ExSpirit’s goal was supposed to be a Traditional PEG Parser, I tried to make it fast (and it was faster than all others in Elixir until NimbleParsec came along) but accuracy was my first goal (and there are still a couple of niggles I’m not happy with that Parserx was supposed to fix as well).

Make sure to bump the major version! ^.^

Ooo, very cool! I really should flesh out the Parserx branch sometime… ^.^;

Eh, almost, it’s missing a couple of features still, like expect is absolutely necessary to have proper errors at the correct locations in many cases and state handling is extremely important in many types of parsers or you can’t get context-sensitive parsers to work without multiple passes (which often makes errors significantly more inaccurate as well as overall slower). Maybe a couple other things but those are the biggies.

josevalim · December 12, 2018, 5:20pm

I am going by the definition here: Parsing expression grammar - Wikipedia

If you have some time, can you please expand on what I am missing?
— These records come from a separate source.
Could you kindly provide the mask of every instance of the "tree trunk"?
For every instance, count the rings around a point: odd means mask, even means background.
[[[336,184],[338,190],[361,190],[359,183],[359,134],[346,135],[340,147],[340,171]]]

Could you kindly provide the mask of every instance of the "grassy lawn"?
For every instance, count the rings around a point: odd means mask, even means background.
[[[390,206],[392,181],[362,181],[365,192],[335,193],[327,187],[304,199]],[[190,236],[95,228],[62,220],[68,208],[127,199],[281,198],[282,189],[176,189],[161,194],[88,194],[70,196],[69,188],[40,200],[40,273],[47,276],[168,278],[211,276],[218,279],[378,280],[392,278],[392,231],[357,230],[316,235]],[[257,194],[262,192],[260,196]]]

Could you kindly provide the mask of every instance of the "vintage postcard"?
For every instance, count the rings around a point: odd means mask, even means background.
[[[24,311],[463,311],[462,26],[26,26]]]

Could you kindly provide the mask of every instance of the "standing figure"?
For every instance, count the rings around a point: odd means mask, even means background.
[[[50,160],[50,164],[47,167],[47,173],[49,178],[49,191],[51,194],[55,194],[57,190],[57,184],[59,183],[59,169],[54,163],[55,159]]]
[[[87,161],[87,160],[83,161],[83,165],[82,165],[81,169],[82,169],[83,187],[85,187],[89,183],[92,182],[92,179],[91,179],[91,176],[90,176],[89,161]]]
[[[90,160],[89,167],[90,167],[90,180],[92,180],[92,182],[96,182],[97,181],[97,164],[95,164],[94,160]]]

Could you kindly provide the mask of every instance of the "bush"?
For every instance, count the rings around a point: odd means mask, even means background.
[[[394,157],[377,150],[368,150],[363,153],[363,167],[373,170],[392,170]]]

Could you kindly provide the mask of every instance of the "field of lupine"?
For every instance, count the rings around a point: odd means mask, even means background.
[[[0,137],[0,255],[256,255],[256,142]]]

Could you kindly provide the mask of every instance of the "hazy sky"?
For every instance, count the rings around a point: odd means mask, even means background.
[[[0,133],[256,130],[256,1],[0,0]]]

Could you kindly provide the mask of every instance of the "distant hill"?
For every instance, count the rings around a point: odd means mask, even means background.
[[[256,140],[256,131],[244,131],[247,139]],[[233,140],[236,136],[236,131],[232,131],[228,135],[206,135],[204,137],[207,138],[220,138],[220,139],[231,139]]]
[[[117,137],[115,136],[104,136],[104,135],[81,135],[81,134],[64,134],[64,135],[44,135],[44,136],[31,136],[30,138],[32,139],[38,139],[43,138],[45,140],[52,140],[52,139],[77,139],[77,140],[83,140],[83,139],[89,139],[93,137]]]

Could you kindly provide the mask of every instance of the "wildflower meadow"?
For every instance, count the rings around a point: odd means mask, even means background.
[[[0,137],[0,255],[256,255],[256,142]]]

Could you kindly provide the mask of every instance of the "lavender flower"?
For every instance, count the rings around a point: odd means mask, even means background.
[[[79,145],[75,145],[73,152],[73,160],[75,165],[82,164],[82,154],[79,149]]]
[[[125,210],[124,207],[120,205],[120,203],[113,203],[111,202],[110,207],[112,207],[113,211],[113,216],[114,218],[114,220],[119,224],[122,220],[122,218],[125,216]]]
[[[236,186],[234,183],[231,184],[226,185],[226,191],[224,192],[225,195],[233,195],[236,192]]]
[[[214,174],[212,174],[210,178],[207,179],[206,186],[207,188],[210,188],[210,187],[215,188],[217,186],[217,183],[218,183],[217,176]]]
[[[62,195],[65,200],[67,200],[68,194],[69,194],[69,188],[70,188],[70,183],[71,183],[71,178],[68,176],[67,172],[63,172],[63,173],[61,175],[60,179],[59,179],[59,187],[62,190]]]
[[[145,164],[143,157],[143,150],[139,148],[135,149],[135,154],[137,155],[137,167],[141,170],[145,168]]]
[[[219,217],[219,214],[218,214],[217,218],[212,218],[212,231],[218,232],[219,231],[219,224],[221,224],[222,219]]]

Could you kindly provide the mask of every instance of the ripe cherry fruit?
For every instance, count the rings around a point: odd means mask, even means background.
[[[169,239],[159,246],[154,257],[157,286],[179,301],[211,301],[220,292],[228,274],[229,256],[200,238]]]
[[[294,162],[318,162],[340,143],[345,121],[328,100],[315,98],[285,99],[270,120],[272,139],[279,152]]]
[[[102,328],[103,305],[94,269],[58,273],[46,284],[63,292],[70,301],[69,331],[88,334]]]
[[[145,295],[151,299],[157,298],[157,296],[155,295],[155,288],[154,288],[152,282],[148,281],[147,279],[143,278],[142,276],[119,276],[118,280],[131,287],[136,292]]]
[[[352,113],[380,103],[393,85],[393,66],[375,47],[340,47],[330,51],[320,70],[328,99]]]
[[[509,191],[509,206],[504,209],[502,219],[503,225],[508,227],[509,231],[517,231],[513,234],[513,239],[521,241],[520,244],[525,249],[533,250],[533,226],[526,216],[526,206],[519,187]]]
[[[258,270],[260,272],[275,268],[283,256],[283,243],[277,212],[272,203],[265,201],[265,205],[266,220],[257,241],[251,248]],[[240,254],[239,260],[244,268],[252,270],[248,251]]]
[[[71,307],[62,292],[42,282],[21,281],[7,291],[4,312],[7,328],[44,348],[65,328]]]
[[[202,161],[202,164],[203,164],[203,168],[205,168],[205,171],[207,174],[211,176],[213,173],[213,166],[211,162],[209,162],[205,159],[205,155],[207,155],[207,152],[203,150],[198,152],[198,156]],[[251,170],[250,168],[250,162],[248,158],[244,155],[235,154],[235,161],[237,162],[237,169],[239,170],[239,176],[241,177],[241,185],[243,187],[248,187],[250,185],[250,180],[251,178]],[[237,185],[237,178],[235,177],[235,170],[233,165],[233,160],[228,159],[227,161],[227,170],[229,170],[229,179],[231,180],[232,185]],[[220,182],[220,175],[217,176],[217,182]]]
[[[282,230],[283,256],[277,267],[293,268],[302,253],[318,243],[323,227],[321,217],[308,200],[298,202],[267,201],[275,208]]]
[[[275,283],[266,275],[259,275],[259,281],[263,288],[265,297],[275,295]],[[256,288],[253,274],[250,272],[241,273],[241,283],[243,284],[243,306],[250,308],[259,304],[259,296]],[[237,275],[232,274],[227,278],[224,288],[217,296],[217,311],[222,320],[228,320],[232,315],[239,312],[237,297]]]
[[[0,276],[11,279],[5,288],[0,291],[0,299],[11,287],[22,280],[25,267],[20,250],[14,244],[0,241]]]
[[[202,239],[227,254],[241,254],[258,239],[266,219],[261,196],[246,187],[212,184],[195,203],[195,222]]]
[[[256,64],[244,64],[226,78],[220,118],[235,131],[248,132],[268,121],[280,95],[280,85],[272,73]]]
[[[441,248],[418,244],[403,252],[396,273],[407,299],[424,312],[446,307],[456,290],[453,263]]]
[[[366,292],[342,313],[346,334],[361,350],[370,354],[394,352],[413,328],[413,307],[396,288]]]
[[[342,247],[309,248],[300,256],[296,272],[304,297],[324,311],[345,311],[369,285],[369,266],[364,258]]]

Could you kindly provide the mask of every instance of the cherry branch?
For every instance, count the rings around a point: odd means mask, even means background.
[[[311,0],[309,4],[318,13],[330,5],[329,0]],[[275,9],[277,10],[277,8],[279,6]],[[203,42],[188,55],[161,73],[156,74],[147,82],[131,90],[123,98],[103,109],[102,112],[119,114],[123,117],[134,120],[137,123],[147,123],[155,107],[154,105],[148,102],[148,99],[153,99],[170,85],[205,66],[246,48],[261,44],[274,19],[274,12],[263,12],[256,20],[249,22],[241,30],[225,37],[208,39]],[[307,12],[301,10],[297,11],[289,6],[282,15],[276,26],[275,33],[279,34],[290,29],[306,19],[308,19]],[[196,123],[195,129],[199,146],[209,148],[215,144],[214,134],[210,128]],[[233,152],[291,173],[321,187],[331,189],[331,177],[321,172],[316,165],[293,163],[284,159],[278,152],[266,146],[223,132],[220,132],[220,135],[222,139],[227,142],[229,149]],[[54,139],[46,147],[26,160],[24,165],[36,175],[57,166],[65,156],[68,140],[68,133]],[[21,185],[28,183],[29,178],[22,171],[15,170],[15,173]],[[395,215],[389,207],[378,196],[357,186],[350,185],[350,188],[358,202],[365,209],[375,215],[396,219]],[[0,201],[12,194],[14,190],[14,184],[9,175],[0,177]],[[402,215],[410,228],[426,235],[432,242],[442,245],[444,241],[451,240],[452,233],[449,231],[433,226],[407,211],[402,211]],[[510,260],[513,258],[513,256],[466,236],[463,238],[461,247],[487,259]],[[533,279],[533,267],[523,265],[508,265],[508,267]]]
If you could provide a reference, even better!

We state-handling via traverse and repeat_while. I.e. it is possible to pass a context around, with your own state, as nimble parsec operates. What am I missing here too?

tmbb · December 12, 2018, 5:41pm

@OvermindDL1 is mixing a couple things that make his post confusing. A PEG parser is something that abides by the definition above. PEG parsers don’t need to keep state and they don’t need to recognize context-sensitive languages.

I believe they also don’t require the expect combinator to be considered PEG parsers. It’s just something that’s nice to have. Currently, NimbleParsec handles all errors as something that says that you should try the next parser. But sometimes, you might have an error in which you want to stop parsing altogether instead of keep trying. That saves you time (because you interrupt the parsing process) and gives better error messages. Basically, expect is a convenience combinator which raises an exception which halts parsing completely (and could even be implemented as such).

So, there are two things here:

State handling, à la Spirit, to recognize things like indentation, matching XML tags, etc
The expect handler

None of which are strictly required in a PEG parser. The first makes your parser more powerful than a PEG parser and the second one is just a convenience.